Now that Jaipur's "largest free literary festival on earth” has come to a close, it’s time to return to the quiet, private activity that makes all such festivals possible. Reading. As Anna Quindlen observes in How Reading Changed My Life, “Of all the many things in which we recognize some universal comfort...reading seems to be the one in which the comfort is most undersung.”
Her own love of reading is what Wendy Lesser, founding editor of the Threepenny Review, unpacks in her new book, Why I Read. Why does she read? “To pass the time. To savor the existence of time.To escape from myself into someone else’s world.To find myself in someone else’s words.To exercise my critical capacities. To flee from the need for rational explanations.” In short, as the book’s subtitle has it, reading yields serious pleasure.
Lesser goes on make clear where she finds such pleasure, and in this, she reveals herself to be more conservative than catholic. Nineteenth century literary realism is her touchstone, and Henry James her exemplar. Authors bare their prejudices and partialities in the books they write; readers do so with the ones they read.
Many of Lesser’s opinions – and some can be incisive – arise from a dissection of her favoured tradition. On plot and character, for example, she writes, “it doesn’t make sense to think in terms of plot versus character: plot modifies character and character modifies plot…we know what people are only by seeing what they do when confronted with what happens to them”.

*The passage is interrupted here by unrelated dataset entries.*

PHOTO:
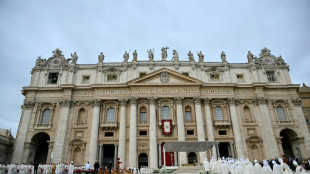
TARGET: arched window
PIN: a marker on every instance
(188, 113)
(219, 113)
(110, 115)
(165, 111)
(81, 116)
(281, 113)
(247, 113)
(142, 114)
(46, 116)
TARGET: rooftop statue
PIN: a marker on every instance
(74, 58)
(201, 57)
(135, 55)
(250, 57)
(223, 57)
(100, 58)
(126, 57)
(190, 56)
(175, 55)
(150, 54)
(164, 53)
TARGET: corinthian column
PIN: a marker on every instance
(236, 127)
(153, 137)
(302, 126)
(269, 140)
(181, 132)
(209, 124)
(133, 133)
(93, 145)
(122, 132)
(59, 145)
(199, 123)
(22, 132)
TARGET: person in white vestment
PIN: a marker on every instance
(71, 168)
(257, 169)
(206, 165)
(266, 168)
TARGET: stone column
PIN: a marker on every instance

It’s not that Lesser only focuses on so-called literary fiction: happily, murder mysteries and detective stories come in for praise, too. “A novel like A Coffin for Dimitrios or Ripley Under Ground is as good as almost any book written during that time, and I venture to say we will be reading these novels for as long as people read John Updike or Toni Morrison.”
She is acerbic, however, when it comes to those who fall outside her preferred purview: “There is a certain kind of writer who seems to feel that unless he is breaking apart everything that came before him, composing something that in his own view is astonishingly new, he is not writing great literature.” She makes the point that style and structure should be at the service of overall intent and not merely ornamental, but strangely, scorns those who have done so. Franz Kafka’s “strongest works are almost unbearable because of the airlessness of their self-enclosure” and Joyce’s Ulysses “is a novel that has always gotten on my nerves”. The past, as always, has the answers, with Cervantes and Swift held up as successful innovators. (To be fair, there's also praise for Murakami and Bolano as well as -- oddly enough -- Norman Mailer.)

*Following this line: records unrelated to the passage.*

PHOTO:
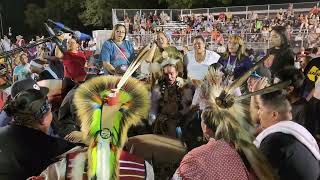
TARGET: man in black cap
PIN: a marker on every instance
(25, 148)
(15, 89)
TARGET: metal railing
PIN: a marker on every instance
(240, 11)
(253, 41)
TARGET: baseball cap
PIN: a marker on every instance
(27, 84)
(255, 74)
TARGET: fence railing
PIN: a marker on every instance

Other Modernists are hardly mentioned, and she also disdains the unreliable narrator, “that foolish, pathetic guy who thinks he’s telling us the whole story when we and the author are obviously meant, at least eventually, to see around him”. Anyone who’s read Ishiguro’s The Remains of the Day, to take just one example, would find that hard to digest.
Lesser’s slightly more accommodating of e-books. Preferring the physical object for its spatial orientation, among other things, she nonetheless is a fan of Project Gutenberg and rightly points out that those "who have grown up reading bound books will miss them if they disappear, not because printed books are objectively preferable, but because we will feel deprived of something we care about".
Such devotion to reading in an age of electronic distraction is admirable, but Lesser's insistence on preferred texts makes her book overly prescriptive. Then again, her title does have a personal pronoun. For a different point of view, one has to turn to another logophile, Alberto Manguel, who, echoing Kafka, once wrote: “I think we ought to read only books that bite and sting us. If the book we are reading doesn't shake us awake like a blow on the skull, why bother reading it in the first place?"